Governments rightly accord great attention to the importance of privacy and human rights but are also cognisant that there are situations where public authorities require access to the content of electronic communications. Three decades of negotiations and agreements on what constitutes acceptable levels of sharing of personal data and communications between the US and Europe resulted at the start of 2016 in the Privacy Shield agreement which provided obligations to protect and monitor the shared personal data of Europeans.
In his first week in office President Donald Trump signed six executive orders (Obama managed 5 in the same period). The order “Enhancing Public Safety in the Interior of the United States” has caused a huge reaction and controversy due to the attempted ban on citizens from seven countries but there are also important implications for data protection and human rights beyond those boarders.
Section 4 of the Executive Order instructs agencies to employ “all lawful means to ensure the faithful execution of the immigration laws of the United States against all removable aliens”. And Section 14 states that “agencies shall, to the extent consistent with applicable law, ensure that their privacy policies exclude persons who are not United States citizens or lawful permanent residents from the protections of the Privacy Act regarding personally identifiable information”.
These sections relate to all visitors and foreign nationals irrespective of nationality. A removable alien refers to all non-USA citizens. The Order makes it quite easy for any non-USA national to be considered a risk to public safety and therefore become a legal subject for agencies to access the content of electronic communications and personally identifiable information.

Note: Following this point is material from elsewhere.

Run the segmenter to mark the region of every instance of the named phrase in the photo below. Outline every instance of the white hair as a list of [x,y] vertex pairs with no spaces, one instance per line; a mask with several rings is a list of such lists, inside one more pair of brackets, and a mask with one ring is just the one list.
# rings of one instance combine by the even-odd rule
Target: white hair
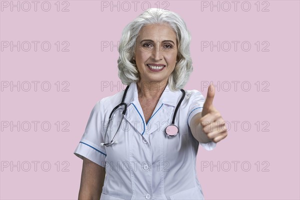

Fundamental stipulations of the Privacy Shield agreement are that companies operating in the EU can only share and send personal data to “third countries” outside the EEA if they guarantee adequate levels of protection, ensure equivalence of privacy protections for European citizens’ data in the U.S. and that the monitoring remains necessary and proportionate (unlike the U.S. Government mass surveillance programs which led to the invalidation of the Safe Harbour agreement). The essence of the fundamental right to respect for private life must not be violated.
By considering any non-USA citizen as a removable alien it is difficult to see how the equivalence of protection for US and EU citizens can be ensured.